Sugati Spa featured in Snow Magazine

Sugati “a peaceful zen oasis”

The main drag of Park City, Utah, looks like the set of a John Ford western. Brothel abuts brothel, saloon salutes saloon, and the dry goods stores are stocked full for the strangers who pour into town.

A gunslinging showdown would fit right in here some high noon, if the tourist traffic could be routed onto Deer Valley Drive.

In short, it’s not a place you’d expect to find a peaceful zen oasis.

But that’s exactly what lies on the garden level of Park City’s Main & SKY. Sugati (435/658-9411) — Japanese for “from heaven” — is a westernized version of a traditional Japanese spa, complete with wooden stools and long-handled brushes in the showers, tea service, and a zen garden. Though not a large place — particularly in comparison to the mega-spas that have become de rigueur in large resort hotels —its six treatment rooms assure an uncrowded feel. The décor is simple, but the experience is anything but austere.

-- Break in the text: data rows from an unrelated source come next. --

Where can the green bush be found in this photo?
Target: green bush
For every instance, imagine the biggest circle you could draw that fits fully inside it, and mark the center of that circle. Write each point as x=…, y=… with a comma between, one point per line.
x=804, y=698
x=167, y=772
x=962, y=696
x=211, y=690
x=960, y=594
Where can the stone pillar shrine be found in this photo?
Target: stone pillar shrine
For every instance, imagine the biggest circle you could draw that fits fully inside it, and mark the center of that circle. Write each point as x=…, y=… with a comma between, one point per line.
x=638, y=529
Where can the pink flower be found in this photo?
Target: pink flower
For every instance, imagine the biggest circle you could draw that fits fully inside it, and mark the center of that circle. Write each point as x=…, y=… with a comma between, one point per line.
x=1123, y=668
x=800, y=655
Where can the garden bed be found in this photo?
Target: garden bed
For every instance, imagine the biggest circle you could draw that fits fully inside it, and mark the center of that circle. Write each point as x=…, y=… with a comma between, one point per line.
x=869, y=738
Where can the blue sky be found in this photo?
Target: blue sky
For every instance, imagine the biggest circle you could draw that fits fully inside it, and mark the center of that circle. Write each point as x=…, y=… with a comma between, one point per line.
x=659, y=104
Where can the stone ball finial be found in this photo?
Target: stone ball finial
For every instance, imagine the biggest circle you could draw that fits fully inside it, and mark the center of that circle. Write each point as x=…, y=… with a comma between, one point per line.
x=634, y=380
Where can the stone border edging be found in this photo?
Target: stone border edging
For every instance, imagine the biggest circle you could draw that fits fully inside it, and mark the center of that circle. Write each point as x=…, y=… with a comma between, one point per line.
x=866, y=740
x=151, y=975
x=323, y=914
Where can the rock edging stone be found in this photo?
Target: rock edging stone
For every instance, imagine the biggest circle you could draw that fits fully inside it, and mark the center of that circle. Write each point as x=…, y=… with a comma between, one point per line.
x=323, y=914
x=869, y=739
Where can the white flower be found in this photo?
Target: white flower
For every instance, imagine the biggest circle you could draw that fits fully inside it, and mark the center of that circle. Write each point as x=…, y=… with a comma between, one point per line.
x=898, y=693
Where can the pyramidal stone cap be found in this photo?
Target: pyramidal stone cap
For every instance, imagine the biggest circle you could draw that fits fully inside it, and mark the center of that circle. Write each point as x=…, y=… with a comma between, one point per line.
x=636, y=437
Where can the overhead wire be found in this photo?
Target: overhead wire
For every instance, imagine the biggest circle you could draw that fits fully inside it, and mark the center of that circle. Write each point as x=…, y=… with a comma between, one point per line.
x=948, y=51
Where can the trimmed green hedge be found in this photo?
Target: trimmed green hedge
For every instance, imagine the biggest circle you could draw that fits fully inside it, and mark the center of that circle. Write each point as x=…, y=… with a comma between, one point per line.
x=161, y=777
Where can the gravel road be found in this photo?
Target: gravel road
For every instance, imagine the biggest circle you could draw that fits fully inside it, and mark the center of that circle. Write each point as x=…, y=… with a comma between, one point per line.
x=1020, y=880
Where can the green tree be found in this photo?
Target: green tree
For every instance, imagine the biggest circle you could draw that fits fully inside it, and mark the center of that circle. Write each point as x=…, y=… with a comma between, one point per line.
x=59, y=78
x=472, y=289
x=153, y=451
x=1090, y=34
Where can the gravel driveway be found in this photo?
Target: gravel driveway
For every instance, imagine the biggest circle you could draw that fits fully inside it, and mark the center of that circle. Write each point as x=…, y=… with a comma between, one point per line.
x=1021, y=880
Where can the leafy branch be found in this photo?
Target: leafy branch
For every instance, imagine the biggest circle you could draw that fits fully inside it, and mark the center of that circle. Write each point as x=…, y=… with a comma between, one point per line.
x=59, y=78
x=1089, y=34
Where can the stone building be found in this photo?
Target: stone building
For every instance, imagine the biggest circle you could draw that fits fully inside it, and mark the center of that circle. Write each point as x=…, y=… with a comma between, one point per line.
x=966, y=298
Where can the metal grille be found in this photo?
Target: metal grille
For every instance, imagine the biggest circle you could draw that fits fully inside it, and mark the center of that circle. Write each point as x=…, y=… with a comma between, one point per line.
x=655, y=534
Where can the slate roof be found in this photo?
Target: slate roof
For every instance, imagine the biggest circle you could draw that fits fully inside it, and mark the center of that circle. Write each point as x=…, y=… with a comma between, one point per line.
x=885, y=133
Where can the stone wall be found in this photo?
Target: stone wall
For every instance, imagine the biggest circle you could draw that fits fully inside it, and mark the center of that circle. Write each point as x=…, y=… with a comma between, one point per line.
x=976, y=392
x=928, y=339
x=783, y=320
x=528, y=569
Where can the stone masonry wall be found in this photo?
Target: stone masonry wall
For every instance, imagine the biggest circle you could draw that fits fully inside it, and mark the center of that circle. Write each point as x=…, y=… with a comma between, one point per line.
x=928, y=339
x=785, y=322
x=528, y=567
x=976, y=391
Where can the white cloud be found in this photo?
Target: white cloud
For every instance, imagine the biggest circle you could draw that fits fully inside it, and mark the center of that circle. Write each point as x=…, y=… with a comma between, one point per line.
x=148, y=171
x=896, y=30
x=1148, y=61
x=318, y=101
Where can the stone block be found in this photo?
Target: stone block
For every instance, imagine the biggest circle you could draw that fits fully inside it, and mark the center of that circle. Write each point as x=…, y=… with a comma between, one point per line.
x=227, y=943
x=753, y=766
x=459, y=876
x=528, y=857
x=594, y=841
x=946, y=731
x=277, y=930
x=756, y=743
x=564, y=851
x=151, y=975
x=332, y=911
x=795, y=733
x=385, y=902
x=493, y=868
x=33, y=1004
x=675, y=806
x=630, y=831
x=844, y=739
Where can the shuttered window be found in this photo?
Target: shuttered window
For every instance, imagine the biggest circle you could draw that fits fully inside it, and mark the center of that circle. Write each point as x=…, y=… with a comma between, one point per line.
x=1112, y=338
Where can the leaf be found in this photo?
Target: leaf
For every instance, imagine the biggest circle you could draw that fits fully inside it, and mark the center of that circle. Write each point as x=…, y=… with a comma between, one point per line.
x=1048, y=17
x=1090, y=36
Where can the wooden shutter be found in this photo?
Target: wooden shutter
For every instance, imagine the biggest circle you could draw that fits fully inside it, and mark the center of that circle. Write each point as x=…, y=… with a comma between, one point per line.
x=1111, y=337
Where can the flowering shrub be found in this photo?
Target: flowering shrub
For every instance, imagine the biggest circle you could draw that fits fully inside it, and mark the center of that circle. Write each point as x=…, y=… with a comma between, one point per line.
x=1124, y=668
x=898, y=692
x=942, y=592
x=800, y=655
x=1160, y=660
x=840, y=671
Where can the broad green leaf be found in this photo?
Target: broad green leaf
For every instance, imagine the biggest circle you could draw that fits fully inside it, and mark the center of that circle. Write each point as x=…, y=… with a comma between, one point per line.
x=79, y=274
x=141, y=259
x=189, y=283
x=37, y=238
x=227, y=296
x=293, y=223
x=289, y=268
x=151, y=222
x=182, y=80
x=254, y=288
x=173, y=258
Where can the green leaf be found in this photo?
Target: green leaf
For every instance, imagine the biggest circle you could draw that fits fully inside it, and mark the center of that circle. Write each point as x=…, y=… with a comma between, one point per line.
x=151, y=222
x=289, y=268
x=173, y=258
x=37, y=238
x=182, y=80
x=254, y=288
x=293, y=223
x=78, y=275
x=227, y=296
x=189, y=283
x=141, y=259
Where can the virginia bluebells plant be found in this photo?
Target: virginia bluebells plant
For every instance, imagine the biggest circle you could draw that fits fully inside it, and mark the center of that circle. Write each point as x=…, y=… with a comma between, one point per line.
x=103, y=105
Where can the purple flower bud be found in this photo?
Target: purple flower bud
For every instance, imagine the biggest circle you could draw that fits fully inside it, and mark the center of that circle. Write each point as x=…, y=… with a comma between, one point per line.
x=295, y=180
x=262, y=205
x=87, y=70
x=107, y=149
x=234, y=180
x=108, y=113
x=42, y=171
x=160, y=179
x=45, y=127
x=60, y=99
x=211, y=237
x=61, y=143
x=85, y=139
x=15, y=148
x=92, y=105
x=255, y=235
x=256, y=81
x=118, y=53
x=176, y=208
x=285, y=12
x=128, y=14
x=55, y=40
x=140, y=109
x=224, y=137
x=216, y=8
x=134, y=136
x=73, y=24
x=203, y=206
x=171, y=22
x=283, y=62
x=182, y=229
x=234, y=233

In traditional style, guests are encouraged to soak in the wooden ofuro baths before or after their treatments, so that’s where I go; the deep wooden boxes enable complete immersion and encourage a posture that helps stretch out the muscles of the back and shoulders. By the time I dry off for pre-treatment tea, relaxation is already sneaking up on me.

The Red Flower Hammam treatment — Sugati’s version of a traditional Moroccan ritual — gets an Asian twist here. Steaming towels prep me for a vigorous cleansing with mint tea and silt, followed by a scrubbing of lemon, coffee blossom, and olive stone. A languorous shower removes the mud, then I soak in the in-room ofuro tub, after which a therapeutic massage — swirling with bergamot, quince, and jasmine — lulls me into complete calm. As a final touch, I am coated with a butter of tangerine and fig.

The next day, after hiking nearby Bald Mountain, I limp in for another treatment: a bamboo massage. Heated bamboo sticks are used much like rocks in a stone massage — at first. But soon, my therapist is using them like rolling pins over my back. Once I flip over, she pries the sticks between me and the table, using my body weight as pressure to work out difficult spots in my back and shoulders. With the exception of a working-over I once received at the hands of a 7-foot-tall former wrestler in Sedona, I’ve never felt so thoroughly massaged — every knot addressed, every muscle stretched.

Which is, I suppose, exactly what I’d expect from an attentive Japanese spa. I just didn’t expect it in Park City.